# Erroe code P1296 "cooling system malfunction"



## mamixon (Feb 19, 2004)

*Help!! Error code P1296 "cooling system malfunction"*

Had my check engine light come on and off for a couple of days, now it is on all the time. I took it to a respected local shop and they came up with the P1296 error code, the reaserch that i have done tells me that it relates to a cooling system malfunction. I was wondring if you anybody knows how i can fix this without going to the dealer, have not had good experience's with the factory repair shop. Also came back with a code that says my coolant temp value is high, but my temp gauge never goes past 190 and i am not losing any coolant that i can find, no drips on garage floor. any help would be great!! 2002 golf 2.0L 33,300 miles. the only mods that i have done are a neuspeed p-flow, and put on a magnaflow.

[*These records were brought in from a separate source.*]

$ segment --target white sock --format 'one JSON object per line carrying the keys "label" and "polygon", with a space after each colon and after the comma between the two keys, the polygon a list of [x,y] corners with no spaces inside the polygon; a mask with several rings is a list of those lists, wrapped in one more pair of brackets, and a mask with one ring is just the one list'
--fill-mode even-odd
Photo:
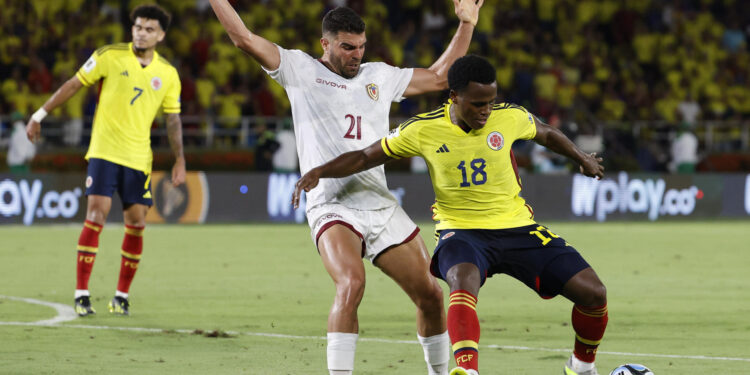
{"label": "white sock", "polygon": [[424,360],[427,362],[429,375],[448,375],[450,362],[451,339],[448,331],[439,335],[422,337],[417,333],[417,339],[424,350]]}
{"label": "white sock", "polygon": [[588,371],[594,368],[594,362],[584,362],[578,359],[575,354],[571,356],[571,365],[573,371]]}
{"label": "white sock", "polygon": [[354,351],[359,334],[328,332],[328,372],[330,375],[351,375],[354,371]]}
{"label": "white sock", "polygon": [[86,297],[91,296],[91,294],[89,294],[88,289],[76,289],[76,293],[73,298],[78,298],[78,297],[83,297],[83,296],[86,296]]}
{"label": "white sock", "polygon": [[115,291],[115,297],[122,297],[122,298],[128,299],[128,294],[127,293],[123,293],[123,292],[121,292],[119,290],[116,290]]}

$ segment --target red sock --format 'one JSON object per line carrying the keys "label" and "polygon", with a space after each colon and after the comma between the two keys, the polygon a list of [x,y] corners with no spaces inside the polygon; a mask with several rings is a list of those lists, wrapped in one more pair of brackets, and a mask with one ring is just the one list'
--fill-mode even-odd
{"label": "red sock", "polygon": [[479,318],[477,298],[459,289],[451,293],[448,305],[448,335],[456,365],[479,371]]}
{"label": "red sock", "polygon": [[122,240],[122,261],[120,262],[120,279],[117,282],[117,291],[127,293],[130,283],[133,282],[138,263],[141,261],[143,252],[143,229],[125,225],[125,238]]}
{"label": "red sock", "polygon": [[91,270],[94,268],[96,252],[99,251],[99,233],[102,226],[86,220],[78,237],[78,266],[76,267],[76,289],[87,290]]}
{"label": "red sock", "polygon": [[584,362],[594,362],[596,350],[607,328],[607,305],[598,307],[573,306],[573,330],[576,332],[576,358]]}

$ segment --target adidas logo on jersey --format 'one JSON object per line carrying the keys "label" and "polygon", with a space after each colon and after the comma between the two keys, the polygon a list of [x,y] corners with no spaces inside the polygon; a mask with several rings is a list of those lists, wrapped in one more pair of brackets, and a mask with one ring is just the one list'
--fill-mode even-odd
{"label": "adidas logo on jersey", "polygon": [[439,148],[439,149],[437,149],[437,151],[436,151],[436,152],[437,152],[437,153],[439,154],[439,153],[441,153],[441,152],[451,152],[451,150],[449,150],[449,149],[448,149],[448,146],[446,146],[446,145],[445,145],[445,143],[443,143],[443,145],[442,145],[442,146],[440,146],[440,148]]}
{"label": "adidas logo on jersey", "polygon": [[120,73],[120,75],[128,77],[128,71],[127,70],[123,70],[122,73]]}

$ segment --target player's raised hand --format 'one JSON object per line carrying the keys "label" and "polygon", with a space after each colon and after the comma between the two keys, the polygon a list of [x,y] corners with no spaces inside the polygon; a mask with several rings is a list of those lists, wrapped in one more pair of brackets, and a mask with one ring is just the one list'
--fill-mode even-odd
{"label": "player's raised hand", "polygon": [[604,166],[601,162],[604,161],[601,157],[596,156],[596,152],[586,154],[586,158],[583,159],[583,163],[580,165],[581,173],[584,176],[595,177],[597,180],[601,180],[604,177]]}
{"label": "player's raised hand", "polygon": [[318,168],[313,168],[310,172],[305,173],[297,183],[294,184],[294,194],[292,194],[292,205],[295,209],[299,208],[299,196],[302,194],[302,190],[310,191],[318,186],[320,180],[320,172]]}
{"label": "player's raised hand", "polygon": [[479,20],[479,8],[484,4],[484,0],[453,0],[453,6],[456,8],[456,16],[461,22],[468,22],[474,26]]}
{"label": "player's raised hand", "polygon": [[36,142],[42,133],[42,124],[37,121],[29,120],[26,124],[26,136],[31,142]]}
{"label": "player's raised hand", "polygon": [[177,187],[185,183],[185,159],[178,158],[172,167],[172,186]]}

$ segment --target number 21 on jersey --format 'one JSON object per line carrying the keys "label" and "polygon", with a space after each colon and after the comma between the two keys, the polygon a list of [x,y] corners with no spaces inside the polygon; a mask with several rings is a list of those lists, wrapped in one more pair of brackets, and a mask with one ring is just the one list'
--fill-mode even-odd
{"label": "number 21 on jersey", "polygon": [[362,139],[362,116],[346,115],[349,120],[349,130],[344,134],[346,139]]}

_Modified by mamixon at 1:53 AM 2-20-2004_


----------



## 97 Golf SC (Nov 14, 2001)

*Re: Erroe code P1296 "cooling system malfunction" (mamixon)*

your car has several coolant temp guages. One is for your temperature guage on your dash, and a second is for the ECU to know the coolant temp. Both are physically different sensors. I am guessing that since your guage is working, then the second sensor is bad. Which is throwing your P1296 code. and your coolant temp value too high. 
So all in all I think it is the temp sensor for your ecu. Not a major problem and any service shop should be able to do. Heck you can probably do it since they are held in with little clips.


----------



## mamixon (Feb 19, 2004)

Thanks for the help!, now that you have me interested in doing it myself can you tell me where the second sensor is located?


----------



## veedubtek (Feb 1, 2003)

*Re: (mamixon)*

Your still under warranty, why not get it replaced free?
In any case, it's a snap job. You have the old style sensor still, which is terrible and fails all the time. It is a black sensor with 4 pins, located in the plastic flange on the side of the head. Buy the new sensor at the dealer (4 pin green) and o-ring seal for less than $5. Replace while the engine is cold and you won't lose much coolant if any.


----------